– Не пришлось бы и Ригу отдать… – проворчал гренадер.

– Ходко идет Бонапартий! – со злостью воскликнул Сергей Петрович.

– Ишь, разлетелся! Да неужто не остановим?

– Кто быстро хватает, тот пальцы обжигает, – вдруг сказал Мач пословицу, но собственная находчивость его изумила. Уж больно жаль ему стало гусара – и не мог он отказать тому в слове ободрения. А ведь радоваться бы следовало быстроте продвижения несущих свободу французов!

Сергей Петрович хотел было ответить парню благодарной улыбкой, да получилось как-то не так. И блеснули из-под усов ровные зубы – да не со знакомым Мачу добродушием, хищным оскалом они блеснули. А синие глаза, которых гусар не в силах был оторвать от холки Аржана, наливались странным светлым блеском – то ли слезы в них встали, то ли две отчаянные искры нарождались.

– Экая нелепость! – скрывая под сердитым тоном свое расстройство, заявил гусар. – И как же это я от своих отбился? Не слыхал ли ты, братец, где теперь Энский гусарский полк?

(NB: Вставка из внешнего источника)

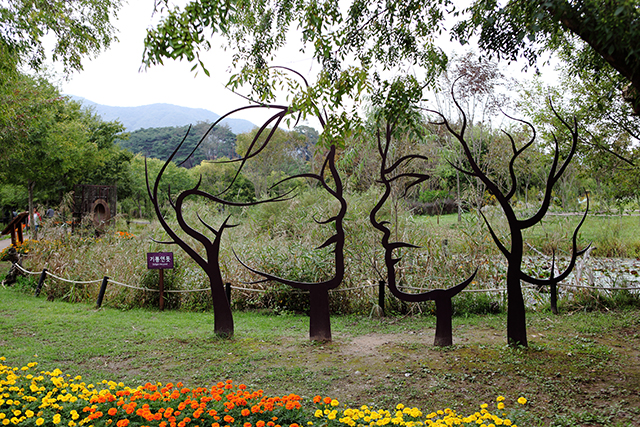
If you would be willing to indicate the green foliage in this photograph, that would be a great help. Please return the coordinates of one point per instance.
(151, 280)
(77, 29)
(286, 154)
(159, 143)
(216, 178)
(52, 143)
(594, 37)
(429, 196)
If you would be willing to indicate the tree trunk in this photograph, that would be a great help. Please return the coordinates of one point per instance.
(222, 316)
(34, 231)
(516, 317)
(458, 201)
(319, 318)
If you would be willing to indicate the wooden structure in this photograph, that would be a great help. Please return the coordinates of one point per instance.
(15, 229)
(98, 201)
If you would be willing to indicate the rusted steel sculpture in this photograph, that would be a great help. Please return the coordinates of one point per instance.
(513, 252)
(442, 297)
(319, 316)
(223, 318)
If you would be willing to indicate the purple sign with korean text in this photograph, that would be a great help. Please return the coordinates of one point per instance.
(159, 260)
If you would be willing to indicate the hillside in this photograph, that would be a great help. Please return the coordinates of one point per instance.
(159, 143)
(161, 115)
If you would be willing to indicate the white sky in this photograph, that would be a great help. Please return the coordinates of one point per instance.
(115, 77)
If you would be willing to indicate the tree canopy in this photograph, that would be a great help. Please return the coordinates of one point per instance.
(356, 46)
(78, 28)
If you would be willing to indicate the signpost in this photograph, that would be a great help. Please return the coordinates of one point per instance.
(160, 261)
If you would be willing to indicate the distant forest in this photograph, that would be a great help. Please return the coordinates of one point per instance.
(159, 143)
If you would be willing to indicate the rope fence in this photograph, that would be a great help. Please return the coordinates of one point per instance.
(381, 286)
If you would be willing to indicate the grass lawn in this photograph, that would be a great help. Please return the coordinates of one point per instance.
(581, 369)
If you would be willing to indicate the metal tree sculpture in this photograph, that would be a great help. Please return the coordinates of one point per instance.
(442, 297)
(223, 318)
(319, 318)
(516, 321)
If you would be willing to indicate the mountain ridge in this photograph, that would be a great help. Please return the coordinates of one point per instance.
(161, 115)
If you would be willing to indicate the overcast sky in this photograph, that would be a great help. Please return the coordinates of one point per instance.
(115, 77)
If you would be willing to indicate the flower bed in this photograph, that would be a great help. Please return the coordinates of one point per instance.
(31, 398)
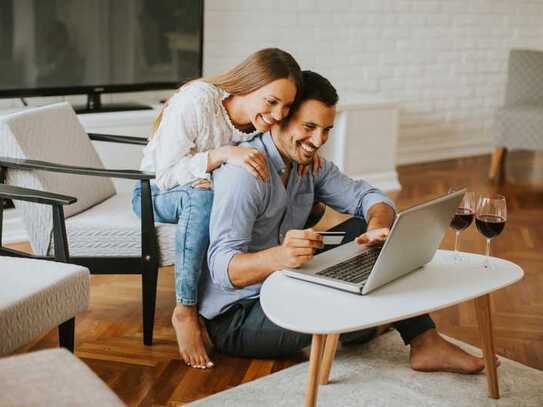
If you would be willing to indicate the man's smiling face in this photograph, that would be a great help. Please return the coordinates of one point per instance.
(307, 130)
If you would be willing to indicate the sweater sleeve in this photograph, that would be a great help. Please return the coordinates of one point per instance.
(175, 156)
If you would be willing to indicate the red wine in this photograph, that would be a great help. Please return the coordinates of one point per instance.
(490, 225)
(462, 219)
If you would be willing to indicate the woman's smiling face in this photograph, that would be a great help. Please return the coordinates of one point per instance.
(270, 104)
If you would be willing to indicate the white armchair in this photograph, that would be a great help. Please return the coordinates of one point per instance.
(519, 123)
(47, 149)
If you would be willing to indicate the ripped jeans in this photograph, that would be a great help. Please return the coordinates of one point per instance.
(189, 208)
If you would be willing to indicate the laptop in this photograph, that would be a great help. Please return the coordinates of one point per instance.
(413, 240)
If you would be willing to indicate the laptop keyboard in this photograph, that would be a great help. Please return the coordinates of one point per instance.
(354, 270)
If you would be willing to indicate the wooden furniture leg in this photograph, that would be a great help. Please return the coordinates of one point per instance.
(497, 165)
(314, 365)
(328, 357)
(482, 308)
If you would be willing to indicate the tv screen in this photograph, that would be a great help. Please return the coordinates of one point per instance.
(50, 47)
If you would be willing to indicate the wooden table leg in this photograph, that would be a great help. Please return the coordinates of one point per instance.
(482, 308)
(314, 365)
(328, 357)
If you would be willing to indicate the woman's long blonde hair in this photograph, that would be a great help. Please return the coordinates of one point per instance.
(259, 69)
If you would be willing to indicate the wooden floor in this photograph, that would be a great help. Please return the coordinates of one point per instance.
(109, 337)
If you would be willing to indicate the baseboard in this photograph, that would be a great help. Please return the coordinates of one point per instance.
(420, 151)
(13, 229)
(385, 181)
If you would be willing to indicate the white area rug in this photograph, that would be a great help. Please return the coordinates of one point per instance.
(378, 375)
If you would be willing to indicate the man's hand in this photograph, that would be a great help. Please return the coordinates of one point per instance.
(299, 247)
(374, 237)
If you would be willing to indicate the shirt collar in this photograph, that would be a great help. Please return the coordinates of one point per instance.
(273, 153)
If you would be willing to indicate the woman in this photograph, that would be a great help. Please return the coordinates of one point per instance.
(196, 132)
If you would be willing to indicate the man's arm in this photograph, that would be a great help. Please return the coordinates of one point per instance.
(380, 219)
(355, 197)
(252, 268)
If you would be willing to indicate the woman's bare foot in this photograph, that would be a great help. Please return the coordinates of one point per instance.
(430, 353)
(190, 336)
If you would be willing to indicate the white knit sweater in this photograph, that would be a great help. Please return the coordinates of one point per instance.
(194, 122)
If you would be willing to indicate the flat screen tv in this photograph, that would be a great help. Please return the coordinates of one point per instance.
(67, 47)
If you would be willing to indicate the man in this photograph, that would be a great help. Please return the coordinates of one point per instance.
(256, 229)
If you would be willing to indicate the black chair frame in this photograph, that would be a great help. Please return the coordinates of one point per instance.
(147, 265)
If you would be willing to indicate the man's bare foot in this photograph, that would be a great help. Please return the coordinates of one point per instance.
(190, 336)
(430, 353)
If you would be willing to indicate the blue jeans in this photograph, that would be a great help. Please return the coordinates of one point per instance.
(189, 208)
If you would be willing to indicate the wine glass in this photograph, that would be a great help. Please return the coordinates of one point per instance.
(490, 218)
(462, 219)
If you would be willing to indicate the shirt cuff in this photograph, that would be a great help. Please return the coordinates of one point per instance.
(372, 199)
(198, 165)
(219, 271)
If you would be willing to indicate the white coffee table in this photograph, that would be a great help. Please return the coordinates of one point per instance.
(325, 313)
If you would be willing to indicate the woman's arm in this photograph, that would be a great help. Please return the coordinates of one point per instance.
(249, 158)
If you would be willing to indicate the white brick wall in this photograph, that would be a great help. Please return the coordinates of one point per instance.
(443, 61)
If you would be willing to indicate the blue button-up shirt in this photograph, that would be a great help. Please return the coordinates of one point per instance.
(250, 215)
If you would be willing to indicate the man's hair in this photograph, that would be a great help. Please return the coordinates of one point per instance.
(314, 87)
(317, 87)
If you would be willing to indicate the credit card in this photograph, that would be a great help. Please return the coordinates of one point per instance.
(332, 238)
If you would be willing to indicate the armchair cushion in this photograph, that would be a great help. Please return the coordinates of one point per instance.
(47, 134)
(37, 295)
(112, 229)
(520, 127)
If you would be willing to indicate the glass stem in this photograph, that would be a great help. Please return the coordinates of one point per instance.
(456, 243)
(487, 262)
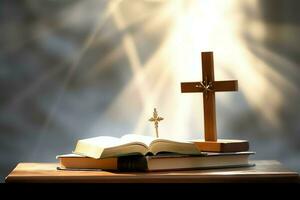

– Как не слыхать! Ему-то досталось в арьергард! – с легкой завистью отвечал гренадер. – Хоть с врагом переведается.

– Ну, спасибо тебе, братец. Счастливый путь…

Но путь уж никак не был счастливым, и оба служивых прекрасно это понимали.

– Когда последняя телега скрылась за поворотом, гусар вдруг, нет сходя с коня, наклонился и коротко, сильно обнял Мача.

– Вот тут мы и расстанемся. Дальше тебе со мной ехать небезопасно.

– Как же вы?.. – даже растерялся Мач.

– Ты – домой, а я – в полк. Тут уж провожатый более не нужен.

Мач призадумался.

Конечно, следовало сейчас намекнуть гусару, что и провожатому кое-что причитается. Раз у него нашлись деньги для овечьего вора, то услуги Мача тоже будут оплачены… И нестись домой, где умные братья уже радуются прекрасным переменам и свободе!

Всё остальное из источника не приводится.